†captivity†(休載)


静かな廊下に、あたし達の声が響く。

二人しかいない教室は、やっぱり少し物足りない。



「和歌、一つだけ、お願い聞いてくれる?」

「う……内容によります」

「大丈夫、困らせるようなことじゃないから、ね?」



灯くんは首をかしげておねだりしてくる。

う……少し可愛い。



特に断る理由もないので、こくりと一つ、頷いた。



「和歌」

「うん、な、なに?」

「もう一度友達になってくれないかな?」



それは、あたしが願っていたことでもあった。



「友達……」

「和歌も、ずっとこのまま縁を切るのは嫌でしょう?俺もこのまま和歌から離れるなんて嫌なんだ」



灯くんも、まだ友達でいたいっておもってくれているのか。

なんて思っていたけれど。



「スキあらば緒方先輩から奪うつもりでいるんだけどね」



諦めたわけではないようだ。



「スキなんて、きっと緒方先輩なら作らないと思うけど」

「ちょっと敵が強過ぎるかな。

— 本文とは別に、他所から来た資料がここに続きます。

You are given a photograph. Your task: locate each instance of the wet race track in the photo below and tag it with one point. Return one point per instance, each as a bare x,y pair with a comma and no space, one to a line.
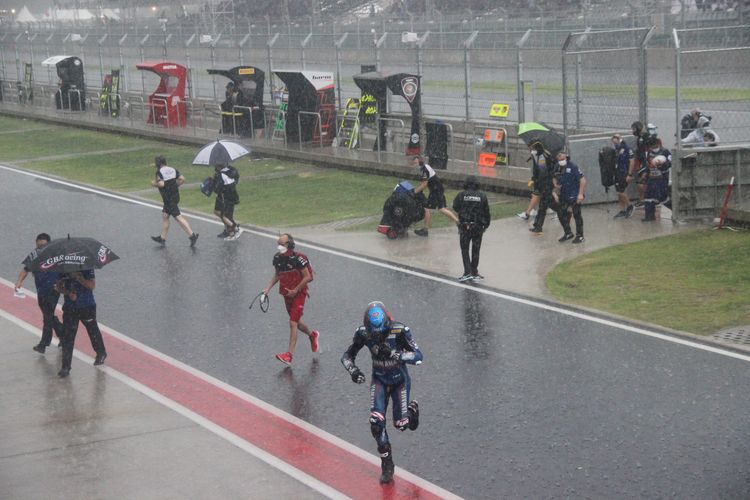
517,399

でも和歌を振り向かせることが出来れば、俺の勝ちになる」

「どうだろうね。未来のことは、わからないね」



そう話した後は、灯くんが家まで送ってくれると言って、二人で帰った。






人を振るというのは、人を傷つけることをわかっている上で、それでも尚ハッキリと告げなければいけない。

相手の誠意を受け、こちらも誠意で返さなければいけない。



そう、傷付けることをしてしまうしかなかったのだ。



……罪悪感に胸が締め付けられる。

振るという行為は、こちらも……苦しかった。